When Tomorrow Networks launched in 2011, Remedy Systems provided the developer relations and technology behind the platform, while Physicians Interactive contributed its sales channels, ad operations management, relationships with ad agencies, and its flagship app, Skyscape, as a testbed.

“If you are a healthcare marketer trying to reach healthcare professionals on mobile [devices], there has not been a scalable way to do that with display advertising thus far,” Physicians Interactive President Sanjay Pingle told MobiHealthNews in 2011. “Sure, there have been messaging opportunities and sponsorship opportunities in medical apps, but you have not been able to target cardiologists in Texas, for example. That has not been available historically, but Tomorrow Networks makes that possible.”
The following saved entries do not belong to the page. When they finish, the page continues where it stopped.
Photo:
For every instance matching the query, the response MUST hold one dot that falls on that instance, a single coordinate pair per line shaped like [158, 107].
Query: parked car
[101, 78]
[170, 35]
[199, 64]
Pingle contended at the time that other mobile ad networks might guess if a user was a medical professional based on the medical apps they were using, but Tomorrow Networks actually knows if the users are physicians or nurses and what their specialties are, the company said. At the time, Pingle said the network could, for example, target a nurse who treated patients with multiple sclerosis. Tomorrow also had capabilities for patient-facing mobile ads and it initially pitched it at hospitals and other care providers that wanted to reach a local audience of potential patients.

In its acquisition announcement this week, Physicians Interactive -- which is now mostly owned by the Merck Global Health Innovation Fund -- also revealed that Tomorrow Networks' platform leverages local and regional health data sets, like disease and condition prevalence statistics, prescribing activity and formulary data to better target its clients' ads at the right providers.